You're the GIL of your own agent fleet

Spawning AI agents costs a keystroke. Reviewing what they ship costs everything you've got. Addy Osmani argues you're a single-threaded resource bolted into a concurrent system, and grinding harder won't fix it. Architecture will.
X Post
Article
7 min read

Key Findings

  • The orchestration tax is structural, not a discipline failure: your cognitive bandwidth is single-threaded, and every agent's output must route through that one serial processor before it can ship.
  • Amdahl's Law applies directly to agentic workflows. Adding agents doesn't raise throughput when human judgment is the bottleneck; it only deepens the queue feeding into it.
  • The right agent count is set by how many you can actually code-review properly, not by what the tool allows. For most developers that's a low single digit.
  • Cognitive surrender is the hidden cost of an overloaded review step: you accept agent output not because it's correct but because forming your own judgment costs attention you no longer have.
  • Sorting tasks before delegation is the highest-leverage move: isolated, async-safe work can run in parallel with little lock contention, while judgment-heavy work should run serially or not at all.

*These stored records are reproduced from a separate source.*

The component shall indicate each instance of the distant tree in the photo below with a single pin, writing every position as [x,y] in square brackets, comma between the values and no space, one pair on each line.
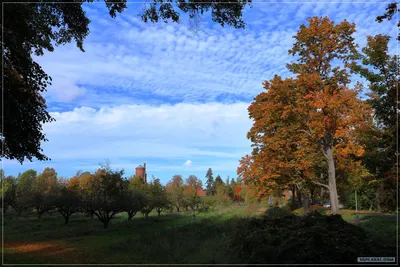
[44,191]
[88,185]
[161,200]
[8,191]
[150,202]
[67,200]
[391,10]
[108,197]
[218,180]
[23,198]
[326,113]
[133,200]
[381,143]
[210,184]
[193,185]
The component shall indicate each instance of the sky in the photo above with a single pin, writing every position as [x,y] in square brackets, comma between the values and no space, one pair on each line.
[172,95]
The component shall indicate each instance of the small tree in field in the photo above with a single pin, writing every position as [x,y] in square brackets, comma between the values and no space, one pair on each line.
[175,189]
[108,196]
[133,201]
[44,191]
[193,184]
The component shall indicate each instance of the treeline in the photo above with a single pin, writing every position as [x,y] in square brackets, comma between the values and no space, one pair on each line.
[106,192]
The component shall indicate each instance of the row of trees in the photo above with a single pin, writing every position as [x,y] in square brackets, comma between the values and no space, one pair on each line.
[315,130]
[103,194]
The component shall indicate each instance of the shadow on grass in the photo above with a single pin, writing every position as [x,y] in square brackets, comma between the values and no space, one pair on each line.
[214,237]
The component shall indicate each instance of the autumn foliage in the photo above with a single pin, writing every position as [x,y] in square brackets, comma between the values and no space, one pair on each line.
[305,128]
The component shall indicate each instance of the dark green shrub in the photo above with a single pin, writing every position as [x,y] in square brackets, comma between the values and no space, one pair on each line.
[279,237]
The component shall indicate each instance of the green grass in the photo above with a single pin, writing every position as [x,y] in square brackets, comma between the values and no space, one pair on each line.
[170,238]
[381,229]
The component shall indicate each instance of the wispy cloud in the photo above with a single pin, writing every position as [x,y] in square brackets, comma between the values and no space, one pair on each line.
[164,94]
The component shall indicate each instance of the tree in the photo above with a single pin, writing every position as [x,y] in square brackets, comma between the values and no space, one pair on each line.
[108,197]
[391,10]
[8,191]
[193,184]
[218,181]
[44,191]
[22,198]
[133,200]
[300,121]
[67,200]
[41,26]
[381,71]
[210,184]
[176,187]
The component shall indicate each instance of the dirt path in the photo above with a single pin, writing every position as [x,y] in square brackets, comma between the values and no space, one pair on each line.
[50,251]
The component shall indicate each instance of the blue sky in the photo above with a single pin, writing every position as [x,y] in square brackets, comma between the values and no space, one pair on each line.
[168,95]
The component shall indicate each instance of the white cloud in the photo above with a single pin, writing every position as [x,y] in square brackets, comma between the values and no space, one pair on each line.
[172,131]
[188,163]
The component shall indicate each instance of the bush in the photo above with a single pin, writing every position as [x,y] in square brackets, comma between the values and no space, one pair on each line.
[281,237]
[276,212]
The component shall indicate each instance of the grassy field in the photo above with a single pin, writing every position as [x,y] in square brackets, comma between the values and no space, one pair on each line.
[170,238]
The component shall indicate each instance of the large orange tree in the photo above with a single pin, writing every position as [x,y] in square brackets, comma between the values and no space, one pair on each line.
[310,121]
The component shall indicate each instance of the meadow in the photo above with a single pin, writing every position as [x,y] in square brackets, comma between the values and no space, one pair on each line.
[175,238]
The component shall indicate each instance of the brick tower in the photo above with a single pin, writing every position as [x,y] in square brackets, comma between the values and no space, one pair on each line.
[141,172]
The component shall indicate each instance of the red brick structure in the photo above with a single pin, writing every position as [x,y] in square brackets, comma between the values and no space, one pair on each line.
[201,192]
[141,172]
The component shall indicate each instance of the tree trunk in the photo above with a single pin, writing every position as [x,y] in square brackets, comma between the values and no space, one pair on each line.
[293,199]
[333,195]
[378,201]
[299,202]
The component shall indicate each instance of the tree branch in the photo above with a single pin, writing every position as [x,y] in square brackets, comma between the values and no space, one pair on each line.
[318,183]
[304,131]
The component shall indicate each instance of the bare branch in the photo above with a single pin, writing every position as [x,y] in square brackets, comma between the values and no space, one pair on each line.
[304,131]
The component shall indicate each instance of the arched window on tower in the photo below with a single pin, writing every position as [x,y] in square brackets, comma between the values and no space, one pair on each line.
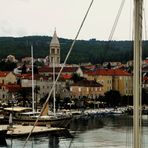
[52,51]
[58,51]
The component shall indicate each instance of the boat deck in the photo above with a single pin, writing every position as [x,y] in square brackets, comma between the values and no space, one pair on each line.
[21,130]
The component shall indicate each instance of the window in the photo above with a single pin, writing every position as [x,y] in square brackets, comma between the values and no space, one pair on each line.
[52,51]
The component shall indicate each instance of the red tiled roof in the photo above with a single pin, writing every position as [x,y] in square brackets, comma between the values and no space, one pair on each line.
[12,87]
[4,73]
[87,83]
[29,76]
[66,76]
[110,72]
[57,69]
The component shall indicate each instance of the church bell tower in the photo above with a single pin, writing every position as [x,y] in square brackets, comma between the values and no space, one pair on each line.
[54,57]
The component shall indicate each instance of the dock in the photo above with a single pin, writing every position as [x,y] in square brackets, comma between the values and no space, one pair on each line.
[21,130]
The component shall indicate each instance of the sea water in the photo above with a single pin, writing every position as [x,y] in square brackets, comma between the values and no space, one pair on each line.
[93,132]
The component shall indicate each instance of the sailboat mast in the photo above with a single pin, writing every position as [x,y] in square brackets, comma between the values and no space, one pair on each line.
[32,79]
[138,5]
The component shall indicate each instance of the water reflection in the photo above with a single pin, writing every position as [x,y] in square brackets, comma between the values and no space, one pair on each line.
[104,132]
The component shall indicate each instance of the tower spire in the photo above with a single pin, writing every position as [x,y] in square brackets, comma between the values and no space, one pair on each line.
[54,50]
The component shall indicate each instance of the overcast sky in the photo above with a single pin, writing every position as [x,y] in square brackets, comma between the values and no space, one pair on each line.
[40,17]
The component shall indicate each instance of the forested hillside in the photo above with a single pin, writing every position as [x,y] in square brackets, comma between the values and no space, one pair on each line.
[84,51]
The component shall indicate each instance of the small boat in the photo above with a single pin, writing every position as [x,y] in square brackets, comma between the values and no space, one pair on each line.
[25,116]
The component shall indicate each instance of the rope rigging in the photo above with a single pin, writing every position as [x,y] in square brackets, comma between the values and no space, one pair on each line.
[43,108]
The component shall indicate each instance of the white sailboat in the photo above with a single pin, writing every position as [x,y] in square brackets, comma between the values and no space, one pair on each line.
[138,7]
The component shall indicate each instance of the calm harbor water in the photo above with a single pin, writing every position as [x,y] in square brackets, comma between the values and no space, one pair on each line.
[103,132]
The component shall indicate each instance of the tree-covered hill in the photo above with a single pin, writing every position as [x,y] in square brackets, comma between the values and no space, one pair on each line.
[84,50]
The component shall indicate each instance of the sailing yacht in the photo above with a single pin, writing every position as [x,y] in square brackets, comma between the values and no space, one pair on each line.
[26,116]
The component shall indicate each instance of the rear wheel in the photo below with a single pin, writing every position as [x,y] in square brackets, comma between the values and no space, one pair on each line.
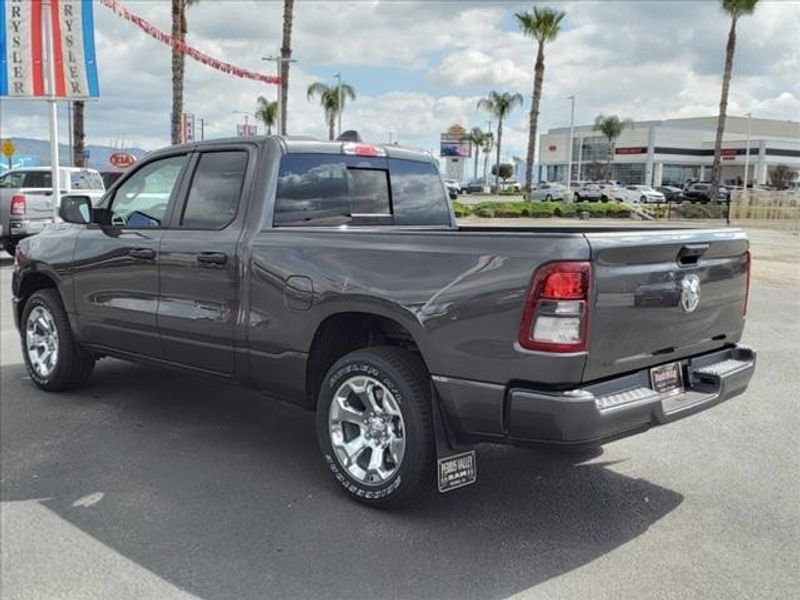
[374,426]
[53,358]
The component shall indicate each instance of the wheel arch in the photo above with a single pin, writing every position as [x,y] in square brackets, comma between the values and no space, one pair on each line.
[343,332]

Twenty agents on the dashboard feels like leverage. Everything moves, nothing sits idle, you're never bored. But your attention doesn't parallelize. Every agent's output still routes through one serial processor before it can ship: you. The gap between what your agents produce and what you can actually review, understand, and merge is the orchestration tax. The only way to shrink it is to architect your own attention the way you'd architect any concurrent system.

I was on a panel at Google I/O with Richard Seroter, Aja Hammerly, and Ciera Jaspan, talking about where software engineering is right now and where it's going. Near the end, Richard asked each of us for one thing developers should walk away and do differently. I said the thing I'd been circling for months. Feeling busy is not being productive. You can run 20 agents and feel completely slammed, and that is still not 20 agents' worth of shipped work.

Richard named the pattern in that same conversation. "You talked about the orchestration tax," he said. "You can't manage twenty agents successfully in your own brain." He's right, and I want to take it apart properly. This isn't a discipline problem. It's an architecture problem.

One line from the panel keeps coming back to me, something I said almost by accident: running multiple agents does not mean there is more of you.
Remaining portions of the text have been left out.